A fish living in coral reefs near Australia uses scent to deter predators, exclusively eating the Acropora coral to ingest its chemicals and take on its smell.
This unique tactic allows orange-spotted filefish to hide from cod and other predators, National Geographic reported.
The findings, which were published on Dec. 9 in the journal Proceedings of the Royal Society B, mark the first time researchers have found that an animal uses its diet to guard against predators.
"Most of the literature on camouflage focuses on visual methods, but many animals use smell more. For these animals, chemical camouflage may be far more important to stay hidden," said lead researcher Rohan Brooker, as quoted by National Geographic.
Brooker and his colleagues took filefish from water close to the Lizard Island Research Station on the Great Barrier Reef and split them into two groups: one that ate the fish's usual Acropora diet and one that consumed Pocillopora damicornis coral.
The team tested to see if the fish smelled like coral by using two species of small crab that live in the respective kinds of coral. The crabs that typically live in Acropora coral strongly favored the filefish that consumed that type of coral, and some of them even treated the fish as if they were coral.

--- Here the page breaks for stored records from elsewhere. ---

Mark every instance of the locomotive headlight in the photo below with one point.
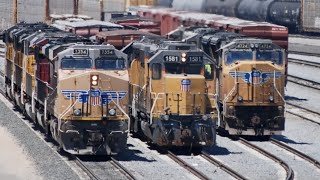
(271, 98)
(231, 110)
(204, 117)
(166, 117)
(112, 112)
(77, 112)
(94, 78)
(94, 83)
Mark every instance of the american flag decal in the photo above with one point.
(256, 79)
(185, 85)
(95, 98)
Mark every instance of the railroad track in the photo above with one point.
(84, 168)
(122, 169)
(289, 171)
(307, 111)
(304, 62)
(191, 169)
(305, 53)
(296, 152)
(222, 166)
(304, 82)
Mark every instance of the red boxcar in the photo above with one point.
(171, 19)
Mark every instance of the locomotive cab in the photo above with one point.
(251, 87)
(171, 103)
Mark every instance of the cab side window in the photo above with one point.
(208, 71)
(156, 71)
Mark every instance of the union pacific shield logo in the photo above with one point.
(185, 85)
(255, 77)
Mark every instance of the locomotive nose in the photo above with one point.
(256, 120)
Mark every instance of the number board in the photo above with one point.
(81, 52)
(242, 46)
(195, 59)
(265, 46)
(107, 52)
(171, 58)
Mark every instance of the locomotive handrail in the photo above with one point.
(232, 90)
(117, 104)
(66, 111)
(275, 87)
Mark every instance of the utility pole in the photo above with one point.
(101, 10)
(75, 7)
(47, 10)
(15, 11)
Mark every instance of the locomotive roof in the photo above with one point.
(85, 23)
(104, 34)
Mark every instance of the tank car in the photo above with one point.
(250, 84)
(75, 91)
(170, 93)
(188, 5)
(286, 13)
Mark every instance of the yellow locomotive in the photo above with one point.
(170, 93)
(250, 84)
(76, 91)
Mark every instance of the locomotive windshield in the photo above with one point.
(76, 63)
(274, 56)
(178, 68)
(110, 63)
(234, 56)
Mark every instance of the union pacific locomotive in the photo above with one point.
(172, 87)
(250, 84)
(76, 91)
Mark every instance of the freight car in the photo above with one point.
(250, 84)
(297, 15)
(74, 90)
(173, 101)
(172, 19)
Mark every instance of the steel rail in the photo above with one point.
(123, 169)
(84, 168)
(289, 171)
(304, 62)
(296, 79)
(304, 53)
(187, 166)
(296, 152)
(305, 109)
(222, 166)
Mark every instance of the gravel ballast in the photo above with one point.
(49, 164)
(245, 160)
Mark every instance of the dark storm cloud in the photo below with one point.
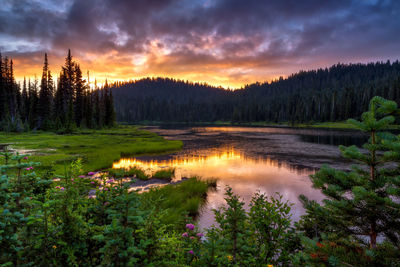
(181, 34)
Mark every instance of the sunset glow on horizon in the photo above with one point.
(221, 43)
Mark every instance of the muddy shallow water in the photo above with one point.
(251, 159)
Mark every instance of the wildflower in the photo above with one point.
(313, 255)
(185, 234)
(190, 226)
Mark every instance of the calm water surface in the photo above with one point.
(250, 159)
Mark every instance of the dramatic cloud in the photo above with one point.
(222, 42)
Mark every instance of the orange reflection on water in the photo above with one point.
(245, 175)
(222, 162)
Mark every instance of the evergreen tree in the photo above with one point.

"Crabs also exhibited a similar preference for the odor of filefish fed their preferred coral and odor directly from that coral, suggesting a close chemical match," the researchers wrote in the study abstract.
For the next step, the researchers placed a predatory cod species in the aquariums to find that the cod spent less time hunting near the filefish that regularly ate Acropora, suggesting that the cod couldn't find the filefish that consumed that particular coral.
"This is, we believe, the first evidence of diet-induced chemical crypsis in a vertebrate," the researchers said.